Re: [PATCH 0/2] measure latency of cpu hotplug path
From: Peter Zijlstra
Date: Mon Sep 28 2020 - 03:40:36 EST
On Sun, Sep 27, 2020 at 07:41:45PM -0700, psodagud@xxxxxxxxxxxxxx wrote:
> On 2020-09-24 07:58, Steven Rostedt wrote:
> > On Thu, 24 Sep 2020 10:34:14 +0200
> > peterz@xxxxxxxxxxxxx wrote:
> >
> > > On Wed, Sep 23, 2020 at 04:37:44PM -0700, Prasad Sodagudi wrote:
> > > > There are all changes related to cpu hotplug path and would like to seek
> > > > upstream review. These are all patches in Qualcomm downstream kernel
> > > > for a quite long time. First patch sets the rt prioity to hotplug
> > > > task and second patch adds cpuhp trace events.
> > > >
> > > > 1) cpu-hotplug: Always use real time scheduling when hotplugging a CPU
> > > > 2) cpu/hotplug: Add cpuhp_latency trace event
> > >
> > > Why? Hotplug is a known super slow path. If you care about hotplug
> > > latency you're doing it wrong.
> Hi Peter,
>
> [PATCH 1/2] cpu/hotplug: Add cpuhp_latency trace event -
> 1) Tracing of the cpuhp operation is important to find whether upstream
> changes or out of tree modules(or firmware changes) caused latency
> regression or not.
This is a contradiction in terms, it is impossible to have a latency
regression is you don't care about the latency in this super slow path
to begin with.
> 2) Secondary cpus are hotplug out during the device suspend and hotplug in
> during the resume.
Indeed they are.
> 3) firmware(psci calls handling from firmware) changes impact need to be
> tested right?
Firmware is firmware, it's broken by design and we can't fix it if it's
broken. The only sane solution is not having firmware :-)

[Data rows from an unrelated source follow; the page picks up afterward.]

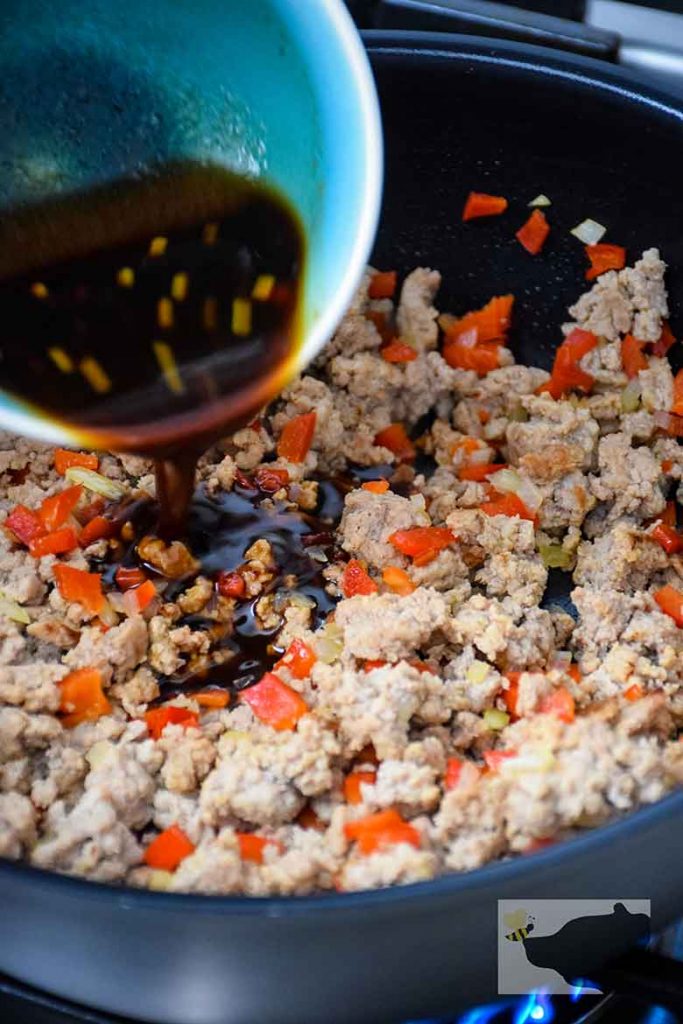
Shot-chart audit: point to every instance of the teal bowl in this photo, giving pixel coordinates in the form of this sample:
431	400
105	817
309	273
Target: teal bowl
95	90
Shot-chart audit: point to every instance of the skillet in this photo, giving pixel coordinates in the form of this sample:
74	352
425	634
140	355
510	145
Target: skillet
459	114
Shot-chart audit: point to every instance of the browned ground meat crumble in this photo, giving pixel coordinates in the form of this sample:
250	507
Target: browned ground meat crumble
87	800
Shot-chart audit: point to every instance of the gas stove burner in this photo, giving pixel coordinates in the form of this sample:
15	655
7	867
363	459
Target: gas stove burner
539	1009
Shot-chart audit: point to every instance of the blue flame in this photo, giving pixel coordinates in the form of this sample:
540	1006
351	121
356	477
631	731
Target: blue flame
582	986
483	1015
534	1009
537	1008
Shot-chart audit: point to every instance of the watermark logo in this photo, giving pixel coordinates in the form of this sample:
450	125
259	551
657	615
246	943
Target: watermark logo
545	944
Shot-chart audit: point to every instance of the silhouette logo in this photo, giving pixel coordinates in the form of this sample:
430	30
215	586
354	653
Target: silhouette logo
550	944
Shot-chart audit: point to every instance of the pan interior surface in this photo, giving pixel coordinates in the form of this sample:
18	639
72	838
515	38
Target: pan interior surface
458	118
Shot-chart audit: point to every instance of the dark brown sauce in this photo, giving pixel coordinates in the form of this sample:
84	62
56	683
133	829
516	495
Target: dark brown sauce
153	315
219	530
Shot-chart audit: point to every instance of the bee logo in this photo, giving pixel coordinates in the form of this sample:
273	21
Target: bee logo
520	924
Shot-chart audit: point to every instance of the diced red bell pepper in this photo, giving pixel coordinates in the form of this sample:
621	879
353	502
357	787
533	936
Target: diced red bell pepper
274	704
492	323
297	437
382	285
479	471
354	580
566	374
82	698
508	505
299	658
55	510
671	602
422	544
397	581
379	830
511	695
668	538
573	672
159	718
77	585
168	850
269	480
98	528
665	341
398	351
494	759
59	542
26	524
677	407
483	205
129	576
560	704
532	235
604	257
396	440
633	358
136	599
231	585
63	460
352	782
376	486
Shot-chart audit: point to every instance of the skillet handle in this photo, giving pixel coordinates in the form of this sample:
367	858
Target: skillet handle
481	17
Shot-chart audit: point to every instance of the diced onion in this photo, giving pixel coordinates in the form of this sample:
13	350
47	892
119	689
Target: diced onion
11	609
95	481
329	643
477	672
554	556
631	396
518	414
541	760
108	614
589	231
99	753
510	481
495	719
284	597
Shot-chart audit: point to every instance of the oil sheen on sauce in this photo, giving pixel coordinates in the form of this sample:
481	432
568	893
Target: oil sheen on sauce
153	315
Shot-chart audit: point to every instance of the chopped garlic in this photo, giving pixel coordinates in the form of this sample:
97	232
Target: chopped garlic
95	481
589	231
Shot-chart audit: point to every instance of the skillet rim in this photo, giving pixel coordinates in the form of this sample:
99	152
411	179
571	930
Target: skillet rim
587	73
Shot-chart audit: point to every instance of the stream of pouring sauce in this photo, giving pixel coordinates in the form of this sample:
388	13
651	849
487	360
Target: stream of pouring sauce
156	316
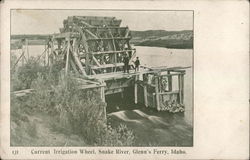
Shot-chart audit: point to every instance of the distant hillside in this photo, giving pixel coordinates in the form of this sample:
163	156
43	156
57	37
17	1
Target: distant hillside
161	38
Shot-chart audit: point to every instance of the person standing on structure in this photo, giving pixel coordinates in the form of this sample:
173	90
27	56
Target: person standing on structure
126	64
137	64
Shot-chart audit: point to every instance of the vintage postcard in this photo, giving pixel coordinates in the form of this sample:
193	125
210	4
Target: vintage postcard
127	80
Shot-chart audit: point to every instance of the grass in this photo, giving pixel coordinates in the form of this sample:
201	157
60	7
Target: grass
59	110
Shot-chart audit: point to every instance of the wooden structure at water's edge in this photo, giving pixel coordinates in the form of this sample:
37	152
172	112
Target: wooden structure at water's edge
93	48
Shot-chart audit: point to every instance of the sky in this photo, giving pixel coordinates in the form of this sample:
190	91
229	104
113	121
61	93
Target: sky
49	21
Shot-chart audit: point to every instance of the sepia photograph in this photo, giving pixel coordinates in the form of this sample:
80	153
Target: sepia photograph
101	78
124	79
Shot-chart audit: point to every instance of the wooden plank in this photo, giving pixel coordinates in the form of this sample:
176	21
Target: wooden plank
107	66
65	35
92	34
145	95
78	63
157	98
96	61
169	82
180	88
136	90
110	52
72	63
182	81
67	58
166	93
115	38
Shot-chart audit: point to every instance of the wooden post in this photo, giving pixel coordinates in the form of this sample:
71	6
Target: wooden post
23	52
103	100
180	88
52	51
27	48
145	95
169	82
182	84
67	58
135	90
44	57
157	92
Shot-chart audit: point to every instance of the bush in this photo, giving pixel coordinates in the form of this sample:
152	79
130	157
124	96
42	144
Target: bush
74	111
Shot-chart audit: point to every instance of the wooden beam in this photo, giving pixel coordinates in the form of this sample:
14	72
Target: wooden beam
166	93
92	34
157	98
169	82
67	57
96	61
78	63
110	52
115	38
180	88
107	66
145	95
136	90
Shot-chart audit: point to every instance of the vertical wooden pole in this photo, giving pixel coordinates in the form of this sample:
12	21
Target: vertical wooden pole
136	89
52	51
180	88
102	89
145	95
157	98
182	84
27	48
23	52
67	58
169	82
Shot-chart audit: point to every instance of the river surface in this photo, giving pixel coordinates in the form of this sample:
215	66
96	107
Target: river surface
152	128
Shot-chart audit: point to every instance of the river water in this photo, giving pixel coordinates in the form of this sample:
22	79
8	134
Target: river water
152	128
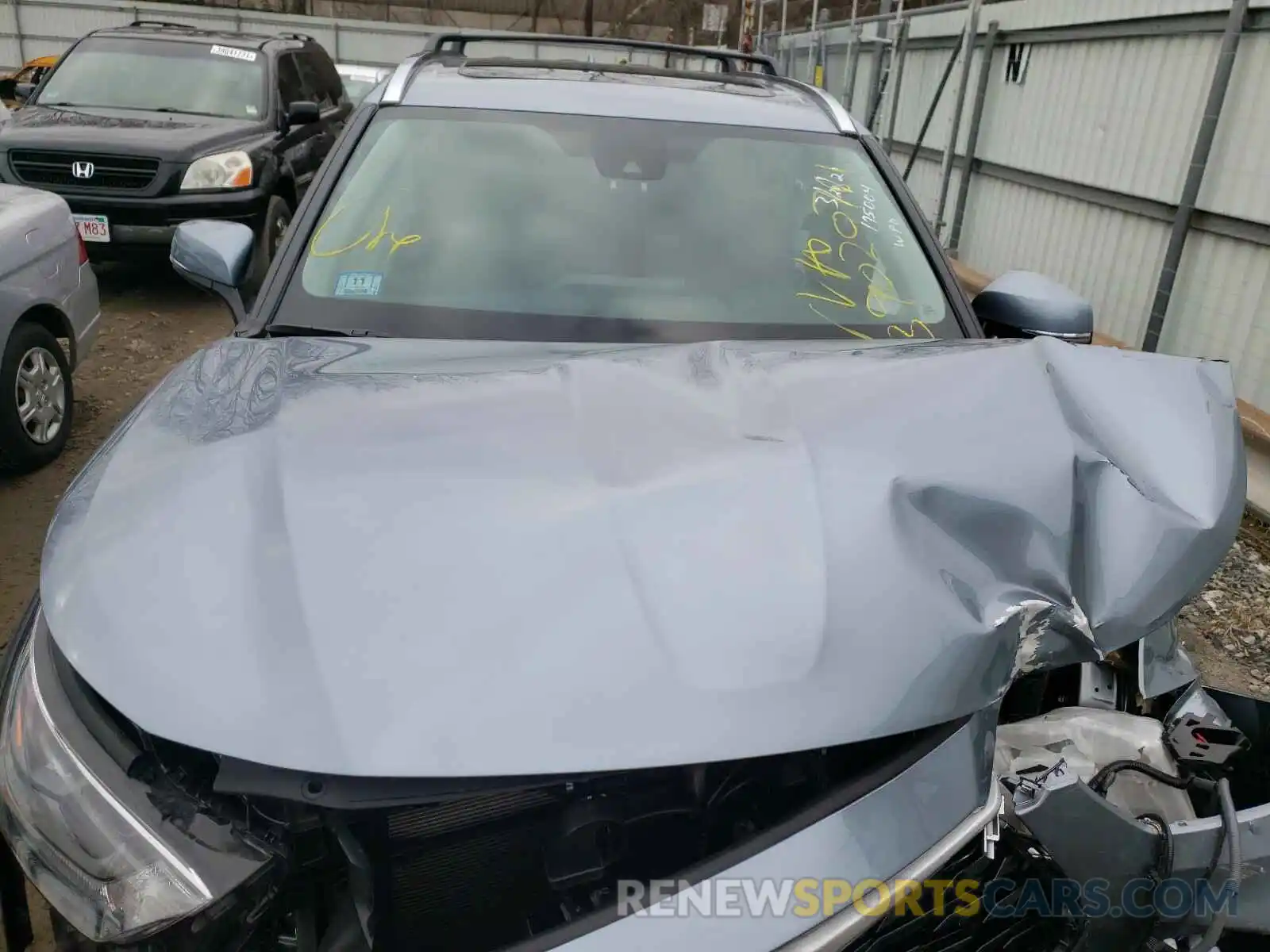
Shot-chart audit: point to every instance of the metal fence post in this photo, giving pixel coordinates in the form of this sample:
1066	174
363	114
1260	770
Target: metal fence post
931	108
879	50
17	29
849	74
972	29
899	69
972	136
1195	175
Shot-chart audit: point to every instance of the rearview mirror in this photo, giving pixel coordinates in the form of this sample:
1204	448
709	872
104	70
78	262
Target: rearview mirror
302	112
1028	305
215	255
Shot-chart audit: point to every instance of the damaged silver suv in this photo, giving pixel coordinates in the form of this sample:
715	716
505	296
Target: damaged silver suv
613	530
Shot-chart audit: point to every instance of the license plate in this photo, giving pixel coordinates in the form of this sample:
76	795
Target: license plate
93	228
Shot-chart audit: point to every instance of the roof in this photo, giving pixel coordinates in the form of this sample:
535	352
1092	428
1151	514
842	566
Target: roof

> 4) cpu hotplug framework(CPUHP_AP_ONLINE_DYN) dynamic callbacks may impact
> the hotplug latency.
Again, nobody cares.
> [PATCH 2/2] cpu-hotplug: Always use real time scheduling when hotplugging a
> CPU –
>
> CPU hotplug operation is stressed and while stress testing with full load on
> the system following problem is observed.
> CPU hotplug operations take place in preemptible context. This leaves the
> hotplugging thread at the mercy of overall system load and CPU
> availability. If the hotplugging thread does not get an opportunity to
> execute after it has already begun a hotplug operation, CPUs can
> end up being stuck in a quasi online state. In the worst case a CPU can be
> stuck in a state where the migration thread is parked while
> another task is executing and changing affinity in a loop. This combination
> can result in unbounded execution time for the running
> task until the hot plugging thread gets the chance to run to complete the
> hotplug operation.
How is that not an administration problem?
Also, you shouldn't be able to change your affinity _to_ a CPU that's
going down. One of the very first steps in hotplug ensures that.